“SEVEN DEAD BABIES A DAY”: ECONOMIC COLLAPSE HAS TURNED VENEZUELAN HOSPITALS INTO THE WORST HORROR FILM YOU CAN IMAGINE

Monday, May 16, 2016
By Paul Martin

PIPER MCGOWIN
THE DAILY SHEEPLE
MAY 16, 2016

The crippling economic crisis in Venezuela is reaching a critical tipping point. Due to the oil collapse, socialism has failed the country and thousands of people are dying as the nation’s hospitals have turned into real-life nightmares scarier than most fiction horror films.

Because there’s no money for supplies like clean linens, soap, toilet paper, medical supplies like disposable gloves or even basics like a clean sheet of paper, let alone medicines such as intravenous solutions and antibiotics, and because the country is suffering rolling blackouts and money-saving government-imposed “holidays” that only leave people with two days of reliable electricity a week, the ill and wounded including newborn babies are dying left and right in Venezuela’s crippled hospitals.

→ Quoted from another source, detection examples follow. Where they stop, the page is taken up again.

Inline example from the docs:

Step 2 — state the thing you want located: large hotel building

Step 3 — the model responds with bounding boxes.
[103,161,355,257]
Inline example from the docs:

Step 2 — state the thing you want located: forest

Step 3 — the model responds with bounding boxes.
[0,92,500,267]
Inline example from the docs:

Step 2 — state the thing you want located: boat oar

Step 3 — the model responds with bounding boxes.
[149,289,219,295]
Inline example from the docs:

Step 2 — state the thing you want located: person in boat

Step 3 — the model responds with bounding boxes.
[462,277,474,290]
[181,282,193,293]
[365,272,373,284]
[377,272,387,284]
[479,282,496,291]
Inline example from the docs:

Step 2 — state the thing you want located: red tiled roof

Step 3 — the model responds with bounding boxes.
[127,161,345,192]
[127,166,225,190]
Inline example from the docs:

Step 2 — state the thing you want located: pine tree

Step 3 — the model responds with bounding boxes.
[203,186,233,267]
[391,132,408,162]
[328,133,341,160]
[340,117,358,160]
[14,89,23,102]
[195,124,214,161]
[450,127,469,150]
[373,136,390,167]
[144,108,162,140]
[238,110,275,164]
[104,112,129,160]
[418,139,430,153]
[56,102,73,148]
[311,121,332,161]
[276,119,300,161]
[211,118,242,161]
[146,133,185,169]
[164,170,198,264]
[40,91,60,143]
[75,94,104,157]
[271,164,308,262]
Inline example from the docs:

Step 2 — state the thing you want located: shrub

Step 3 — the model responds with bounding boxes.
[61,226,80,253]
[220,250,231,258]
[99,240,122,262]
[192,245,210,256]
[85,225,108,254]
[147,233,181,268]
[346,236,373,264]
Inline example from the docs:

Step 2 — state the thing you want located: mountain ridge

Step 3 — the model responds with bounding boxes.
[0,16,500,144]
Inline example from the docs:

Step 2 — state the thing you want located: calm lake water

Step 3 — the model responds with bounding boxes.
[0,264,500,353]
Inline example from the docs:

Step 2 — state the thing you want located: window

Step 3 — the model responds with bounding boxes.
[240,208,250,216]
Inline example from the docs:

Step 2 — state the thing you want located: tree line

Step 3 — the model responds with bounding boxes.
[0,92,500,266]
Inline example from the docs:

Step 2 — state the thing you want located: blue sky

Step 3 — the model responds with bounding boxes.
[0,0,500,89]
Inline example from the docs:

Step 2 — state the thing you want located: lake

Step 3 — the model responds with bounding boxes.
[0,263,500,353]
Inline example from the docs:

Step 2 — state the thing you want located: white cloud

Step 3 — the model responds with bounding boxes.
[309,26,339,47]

The story in The New York Times might as well have been written by Stephen King, except that it is happening right now in real life.

Here are just a few of the horrifying highlights.

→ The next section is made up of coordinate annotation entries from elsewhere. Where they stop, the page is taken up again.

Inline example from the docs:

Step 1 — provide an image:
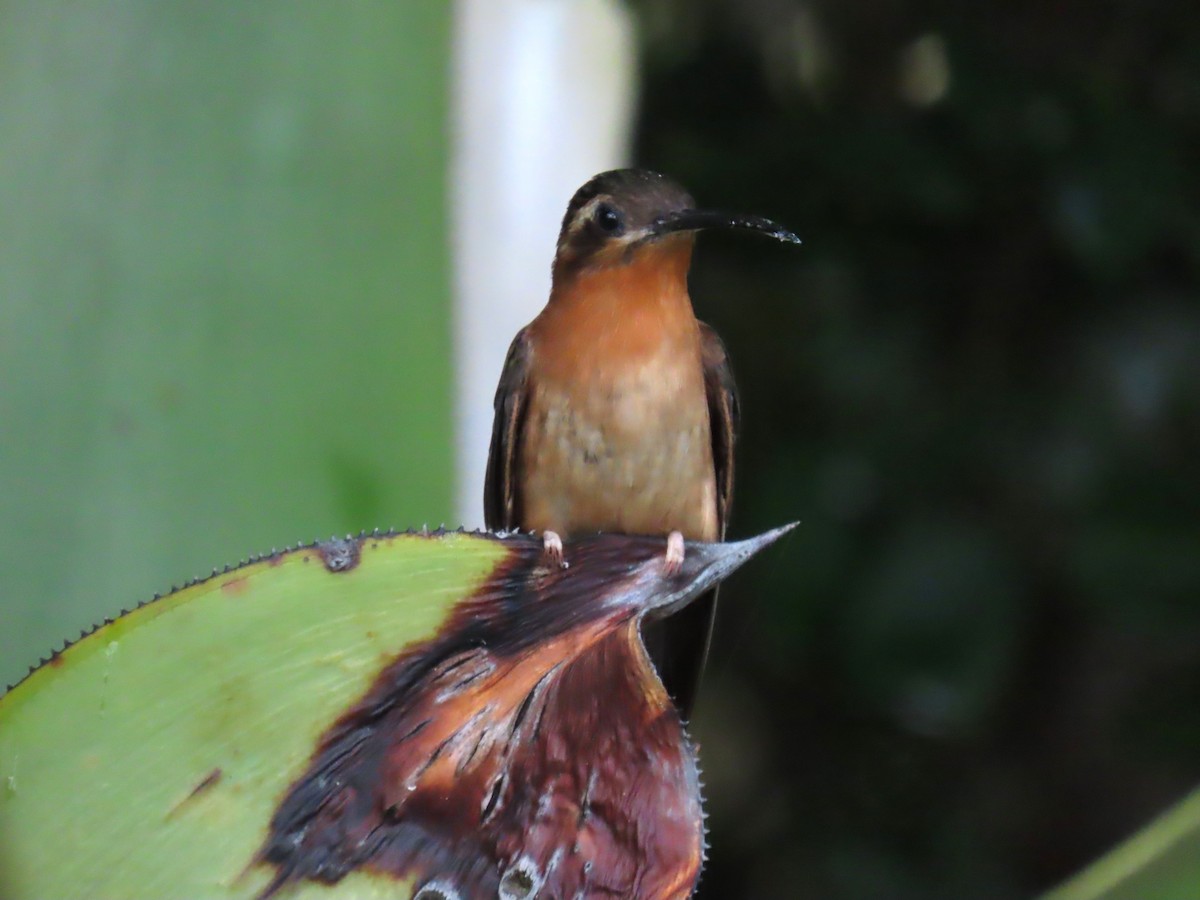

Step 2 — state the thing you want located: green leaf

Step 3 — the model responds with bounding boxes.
[0,529,787,900]
[1043,790,1200,900]
[0,534,506,900]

Incubators don’t work. Because the respirators don’t work without electricity, when the power goes out in continuous blackouts, doctors are forced to pump air by hand into premature babies and newborns to keep them alive. Some sit doing this all night long in the dark just to try and keep these babies breathing. Every day, more babies die this way… for such an utterly preventable reason. The rate of death for babies under a month old has increased 100-fold this past year over 2012 figures.

Others have died from lack of simple, inexpensive medicines like antibiotics, one of the cheapest pharmaceuticals on the planet. Pharmacy shelves are completely empty due to lack of now unaffordable imports, and doctors and nurses are forced to give patient families a list of stuff to attempt to attain on the black market and bring back to the hospital to keep their loved one from dying… if they can scrounge up the ability to afford the insane black market prices for simple items like soap and toilet paper.

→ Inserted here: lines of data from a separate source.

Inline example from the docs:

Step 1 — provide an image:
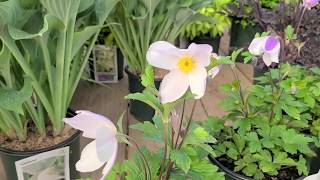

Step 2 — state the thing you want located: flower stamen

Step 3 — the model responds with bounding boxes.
[178,54,195,73]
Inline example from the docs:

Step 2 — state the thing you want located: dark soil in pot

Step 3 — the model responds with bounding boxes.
[125,67,161,121]
[188,35,221,53]
[0,111,81,180]
[208,155,304,180]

Still others, like the father of a five-year-old girl with cancer, have been rendered unable to afford his daughter’s intravenous solutions which have skyrocketed 16 times the price of what they used to cost just a year ago. He is, instead, forced to watch her slowly die a horrible and up until recently prevented death. People watch their loved ones die in front of them in Venezuelan hospitals on a daily basis for what should otherwise be an inexpensive, preventable reason in a sane world.

Many hospitals are over capacity, some at double capacity. Patients are lining the halls, some laying in pools of their own blood because there are no beds. Those who get beds are forced to lay on rotting mattresses with filthy, unchanged linens. One of these patients, 68-year-old diabetic Rosa Parucho, found her back covered in sores because of it. This, however, is the least of her worries; because the dialysis machine she needs is broken, infection spread to her feet which both turned black and will have to be removed before she dies of septic shock.

A 21-year-old named Samuel Castillo showed up needing a simple blood transfusion; because the government had declared that particular day yet another “holiday” to save money, the blood bank was closed. He died that night.